You’ll show him. You’ll show them all.
When you catch a glimpse of yourself in the polished glass window on your way out—no wine-red jacket, nothing to identify who your employer, no former employer was; just your tired face yet eyes bright with determination, for the first time since a long while, you look like yourself again.
At the Lions Den, it isn’t just the cleaning crew mingling near the entrance. DEPRAC vans park in front of the main doors. A few officers are lost in a deep conversation about the intricately interwoven iron railings decorating the windows on the first floor. Two very tall, very sturdy Rotwell agents stand guard, self-important and with their chests puffed out as though they are guarding Buckingham Palace itself.
There is no way you’ll be able to get inside through the main entrance—even if you did, you have a gnawing suspicion security has been tripled inside since yesterday. They must have figured out someone has broken in, otherwise why would DEPRAC be here?
You duck behind naked rhododendron bushes and sneak towards the iron door leading to the back garden. Many residences in Chelsea have garden terraces; this one is a courtyard between several buildings. Slim paths wind through the back and disappear behind shoulder-high hedges. The trees, their leaves turned gold and russet with the late fall, are strung with chains of white lights, and stylish ghost lamps scattered between them that give off the familiar green glow at night. A small fountain plashes musically in the centre of the yard.
Minding the pebbles crunching under your boots, you gingerly make your way across the lounging area, past the small tables and cushioned three-piece suites—until you catch the swish of a black coat disappearing around a corner.
Just great.
You hurry after it, hearing the crunch of stone under heavy work boots somewhere behind you. DEPRAC, or worse, Rotwell agents.
The two are hiding behind a bench facing the back entrance. Before whoever strolls behind you can round the corner, you grab Lockwood by the end of his coat, and Lucy by the back of her collar, and yank them behind the trunk of an elm casting long, dark shadows on the building.
“What are you doing here?” you hiss; all three of you are cowering so close together your knees almost touch.
Lucy looks as though she is still recovering from being grabbed like that—by considering if she should swing at you or not. Lockwood on the contrary has already collected himself and put on a diplomatic smile. Yet you can see the steady, fast hammering of his pulse against his throat.
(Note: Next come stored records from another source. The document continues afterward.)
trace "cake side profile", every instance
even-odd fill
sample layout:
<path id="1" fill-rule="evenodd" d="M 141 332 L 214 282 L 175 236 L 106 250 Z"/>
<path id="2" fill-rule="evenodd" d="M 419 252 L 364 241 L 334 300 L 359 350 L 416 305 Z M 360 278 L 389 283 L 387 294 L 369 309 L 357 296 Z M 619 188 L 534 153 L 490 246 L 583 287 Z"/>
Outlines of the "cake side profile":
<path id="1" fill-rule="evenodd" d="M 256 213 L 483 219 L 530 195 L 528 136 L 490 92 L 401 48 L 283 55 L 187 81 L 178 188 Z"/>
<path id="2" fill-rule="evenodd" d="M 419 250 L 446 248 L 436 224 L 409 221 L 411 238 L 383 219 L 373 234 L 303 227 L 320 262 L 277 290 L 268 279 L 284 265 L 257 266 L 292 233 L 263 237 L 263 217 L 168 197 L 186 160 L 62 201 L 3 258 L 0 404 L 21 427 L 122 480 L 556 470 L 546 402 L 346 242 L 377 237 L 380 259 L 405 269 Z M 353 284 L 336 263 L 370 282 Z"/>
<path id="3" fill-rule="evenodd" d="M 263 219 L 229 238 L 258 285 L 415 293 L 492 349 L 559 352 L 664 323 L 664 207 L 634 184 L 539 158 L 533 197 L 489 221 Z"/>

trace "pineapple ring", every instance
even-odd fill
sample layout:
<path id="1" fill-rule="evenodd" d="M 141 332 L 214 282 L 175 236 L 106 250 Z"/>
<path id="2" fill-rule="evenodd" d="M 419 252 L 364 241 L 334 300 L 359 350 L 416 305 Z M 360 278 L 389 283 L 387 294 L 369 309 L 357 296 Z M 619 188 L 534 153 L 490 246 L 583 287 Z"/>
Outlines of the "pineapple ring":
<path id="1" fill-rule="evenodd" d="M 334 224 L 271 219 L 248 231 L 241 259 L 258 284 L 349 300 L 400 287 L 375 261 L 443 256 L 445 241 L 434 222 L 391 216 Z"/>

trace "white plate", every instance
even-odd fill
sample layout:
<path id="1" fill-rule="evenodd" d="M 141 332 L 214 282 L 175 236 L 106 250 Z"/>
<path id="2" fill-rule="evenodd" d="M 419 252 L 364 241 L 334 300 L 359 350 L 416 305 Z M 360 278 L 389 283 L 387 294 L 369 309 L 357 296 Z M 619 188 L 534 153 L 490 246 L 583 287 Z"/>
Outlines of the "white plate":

“Why, Lucy has never seen the infamous Lions Den, that’s why I took her up on a little sightseeing—” Lockwood begins.
“We need to get inside,” Lucy hisses back. Straightforward, to the point, like an arrow aiming true. You can work with that.
“Not sure if you noticed, but Rotwell dormitories have a strict jacket-only policy,” you say. You feel their eyes on you like a pair of red-hot coals.
“Where’s your jacket then?” Lucy asks.
You draw your shoulders back. “I quit. This morning. Afternoon. So, no jacket for me.” What’s a little lie if they will never find out the truth. Whatever shrapnel of self-respect you can hold, you will staple it on you as though it is the last leaf whipping on a barren branch during a cold winter storm—the last remnant of the previous season where everything was warmer and cosier.
There is silence. You can hear the soft electrical hum of the lights and ghost lamps turning on above your heads as dawn sets in, the water plashing in the stone fountain in the centre of the courtyard.
Lockwood and Lucy exchange looks—it seems like a glance, but you recognise a full blown conversation governed by face muscles and eye narrowing; it is the same whenever you and Kipps argue about something without wanting a third person to understand the topic. Kipps’s teams calls it your ‘sibling conversation.’ Lockwood and Lucy look a lot like that right now, conjuring full volumes with shared glances only.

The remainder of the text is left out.